Sentando no escabelo, achava que o tempo não passava. Percebia e observava tudo em sua volta. O pêndulo do relógio de parede continuava se movendo compassadamente. Todos dormiam e a casa conservava o silêncio como uma gruta esquecida. Entre a dor e a insônia, já não suportava ficar na cama, mas, ao mesmo tempo, não conseguia acordar direito no meio da penumbra. Sua lucidez ia e vinha, como se estivesse sonhando acordado, ou visse visões… Na sala, os fiozinhos de fumaça subiam de vez em quando, em intervalos breves e espumosos. Em ocasiões, ele queria pegá-los. Sentia-se atraído irresistivelmente por eles que o levavam pelos labirintos para aquelas antigas e mil vezes escutadas histórias de guerreiros celtas, suevos, romanos, muçulmanos e cavaleiros Cruzados, confundidas no passado recente e remoto: esses espíritos habitavam a bruma espessa dos amanheceres naqueles confins, ou a vida de ilustres fidalgos da comarca, herdeiros dessa condição por um e muitos caminhos, todos considerados de boa sorte.
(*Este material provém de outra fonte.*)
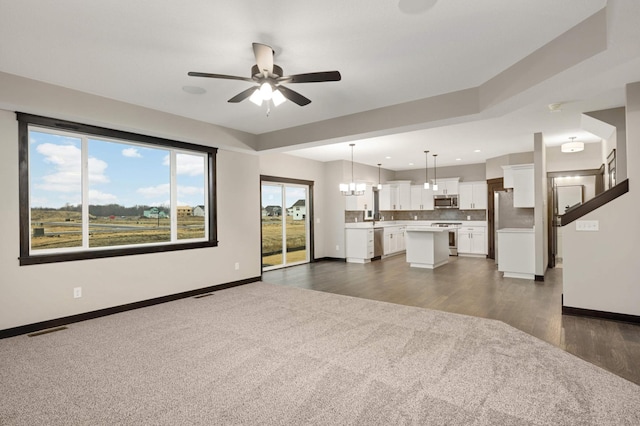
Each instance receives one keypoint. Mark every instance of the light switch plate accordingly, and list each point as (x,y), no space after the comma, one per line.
(587,225)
Uma vez, tinha escutado um notário enunciar cada um dos labirintos do destino pelos quais poderia alguém ser considerado fidalgo. Ele estava sentado ao lado de seu pai, debaixo da figueira próxima da igreja, e alguns homens do povoado repousavam a caminhada na volta do mercado. Reunidos à sombra, escutavam o miúdo escrivão, um homem fraco, cujo rosto, perfilado pelos óculos sobre seu nariz proeminente, sabia bem de sua superioridade entre os presentes pela exuberância de seus discernimentos e opiniões, perspicácia e conhecimento das diretrizes, capítulos, alíneas e normativas de todas as leis escritas e as hão de ser escritas, regedoras dos arbítrios e potestades nas imediações. Ademais, estava de visita por esses lares, onde o forasteiro era atração cerimoniosa e bem visto como sabedor de todas as verdades letradas. O burocrata deixava os inexperientes e neófitos moradores da aldeia com a boca aberta, enquanto discorria consciente e detalhadamente sem que Angelito, por sua curta idade, pudesse seguir o traço ou os significados daquele maçante discurso, pronunciado com entoação enfática e modulações de voz. O escrivão arrumava os óculos, erguia o queixo em pose de erudito e contava:

«Existem os fidalgos de sangue, que pertencem a uma família distinta, de classe nobre; os de bragueta – acrescentava com um sorriso malicioso – por terem tido sete filhos varões sem interrupção de mulher alguma; os de quatro lados, pelos avôs paternos e maternos; os de receber quinhentos soldos, que pelos antigos foros de Castela tinham o direito de cobrar quinhentos soldos em satisfação de injúrias; os de executória, quem tivesse litigado sua fidalguia e provado ser fidalgo de sangue e à diferença de quem a conseguia por privilégio do rei; os de goteira, alguém em algum vilarejo gozava dos privilégios de fidalguia, mas se mudasse para outro lugar perdia tal mercê; os de privilégio, por compra ou mercê real; os de linhagem nobre conhecida, quem tinha solar ou morada de família nobre, ou descendia dos que tivessem possuído esse bem; por prestar serviço ao rei, qualquer serviço do monarca com armas ou com sua própria pessoa, algo enunciado nas leis de Juan II: “Que os cavalheiros cidadãos de todas as cidades e vilas e lugares dos reinos de Sua Majestade gozavam de nobreza”; e por patente militar, os soldados que nos exércitos reais chegassem à patente de coronéis, marechais, sargentos majores, mestres de campo e capitães-gerais…» – concluiu quase sem fôlego sua melopeia exaustiva, grandiloquente e desnecessária. Os reunidos à sombra da árvore pouco puderam discernir de tudo isso, só conseguindo constatar o obscuro tema das ilustres conveniências e muito respeito.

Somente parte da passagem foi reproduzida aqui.